From infra to product and tooling to product: a journey

From infra to product and tooling to product: a journey

I've been reflecting recently on the journey from infra/SRE to product/service owner, and my lessons - expected and not - along the way.

My initial anchor on product thinking was based on an effort Google had, originally called P2020, to do product development within SRE tailored to the needs of SREs and production. Many brilliant people were involved and it was a brave effort, but given what I've done over the past few years, I now see that work mostly on the tooling end of the tooling<->product spectrum.

There's a world of difference between them, even though they exist on a spectrum. Leaving aside every question of the mechanics of executing product well, the overall conceptual framework of product needs to sit around much wider considerations than writing a good tool does. Your tool can be appreciated by an engaged audience for a complex use-case and still not be a product, and a product can have a generally unengaged audience for a relatively simple problem and absolutely still be a product.

We spend a lot of time in product-world trying to figure out precisely what the user wants, what tasks they have (that they consider appropriate to accomplish with software), what they're willing to pay for or willing to do to accomplish those tasks, and how that fits in the wider cultural toolscape of the organisation or communities they fit within. Though there are 100% scientific aspects to product (indeed, I would say Google worked hard to obviate non-scientific aspects) there are also taste-based aspects, and in some sense those aspects can come to be more important than the ostensibly more deterministic process of figuring out what features the customers want and making them.

This is the paradox of tooling rather than product: because you're the user of the tool, your feedback loop is much shorter and more efficient, and you think that will make it all easier. Sadly, that's not true. You, as a user of your own thing have a huge efficiency bonus in a way, but it's a little like overfitting in ML - you anchor on your view of the world, and it's hard to escape that framing, even when you desperately need to. It's usually much harder to add a full customer/jobs-to-be-done audit/development process when you've already got an audience than when you're just starting out.

That's a relatively intuitive problem, but there's a few subtler ones: a tool developed with a user, or a small set of them, has much less chance of growing to an identity that survives a use case, and a tooling approach often strongly rewards more tactical approaches to solving a problem.
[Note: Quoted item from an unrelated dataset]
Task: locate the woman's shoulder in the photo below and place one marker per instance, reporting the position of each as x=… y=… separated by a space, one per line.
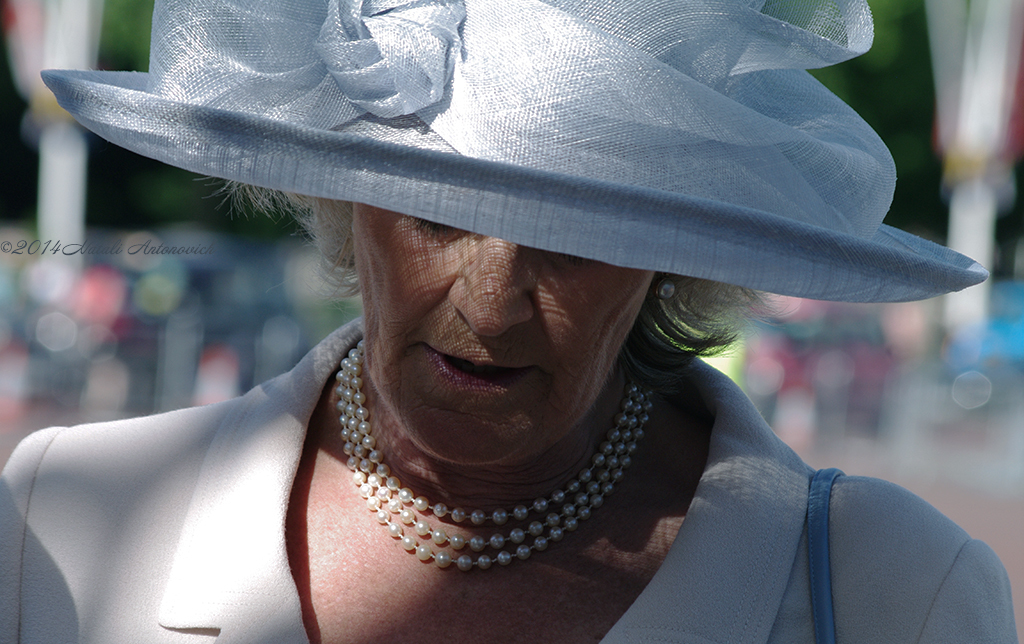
x=900 y=565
Both are pernicious.

A tool invites the hand to use it according to its accustomed form, but the form is small and implies only things the assisted hand can do.

A product is an assembly of things working towards a much larger goal that even a multiplied hand could never do.

Finally, having been deeply influenced by the SRE experience at Google, where there was absolutely a lot of tooling, but also a ton of very successful infrastructure products (and that's really hard), I had expected that SREs would come to the world of product with two inbuilt advantages:

  • They often have some developed taste-sense for infrastructure software. That's true, but it's one thing to have a taste for good cooking, and quite another thing to whip up an exquisite goulash.
  • SREs are generally highly aware users exist and are both the source of motivation for a product, and a source of huge problems ;). Often they are more aware of this than product developers. But again, there is a fundamental creative act in deciding what the product does and why, which is not the same as supporting the existing set of critical user journeys.

Overall I would say this has been a significant learning journey for me, which I for one am still undergoing, and has caused me to look at the market for software in a very different way.